The UW-Madison Information School (iSchool) recently moved up in the U.S. News and World Report ranking as the 11th best program for Library and Information studies in the nation.
While the iSchool was already top-ranked in previous years as 14th in the nation, the leap in ranking reflects the school’s longstanding commitment to educate students with the ability to thrive in evolving professional environments. While the curriculum once offered a strictly library-centric approach, the School adapted in the 21st century by adding specializations in information, focusing on the technological aspects to stretch the traditional boundaries of libraries and archives.
The iSchool currently offers an American Library Association-accredited Master of Arts (MA), which consistently ranks within the top 15 Library and Information Studies graduate programs. Additionally, two specialties offered within the iSchool, Archives and Preservation as well as Services to Children and Youth, rank within the top 10 specialty programs. The iSchool also provides two capstone certificate programs in User Experience Design and Analytics for Decision Making as well as a Master of Science Information degree. A growing PhD program and a well-established non-credit professional development department ensure the school’s ability to meet educational needs and goals at a variety of levels.
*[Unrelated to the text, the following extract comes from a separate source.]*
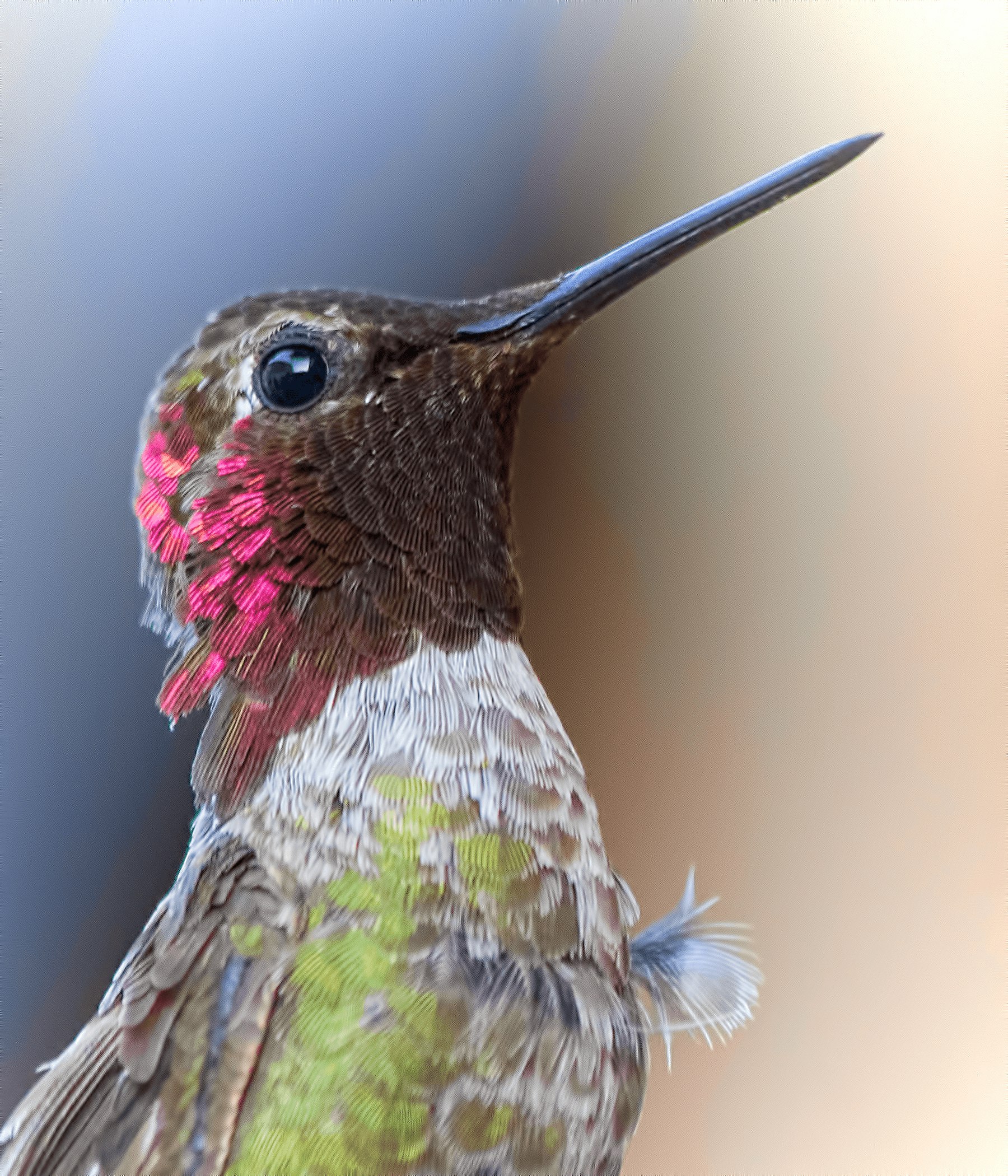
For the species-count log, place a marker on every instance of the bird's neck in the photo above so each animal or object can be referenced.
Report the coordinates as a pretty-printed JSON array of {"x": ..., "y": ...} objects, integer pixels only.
[{"x": 456, "y": 767}]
With this wide range of opportunities to combine courses, students have the ability to engage in programs while exploring educational interests. This opportunity for interdisciplinary participation has been further extended with the iSchool’s recent addition to the School of Computer, Data & Information Sciences, which was launched in the Fall of 2019.
“After joining the School of Computer, Data & Information Sciences, the iSchool has even more opportunities to engage in interdisciplinary work and research—a pursuit of the Wisconsin Idea in action.” iSchool Director Kyung-Sun Kim said. “The rise in rankings is only further confirmation of our hard work and dedication to produce highly-skilled graduates that are invested in the common good.”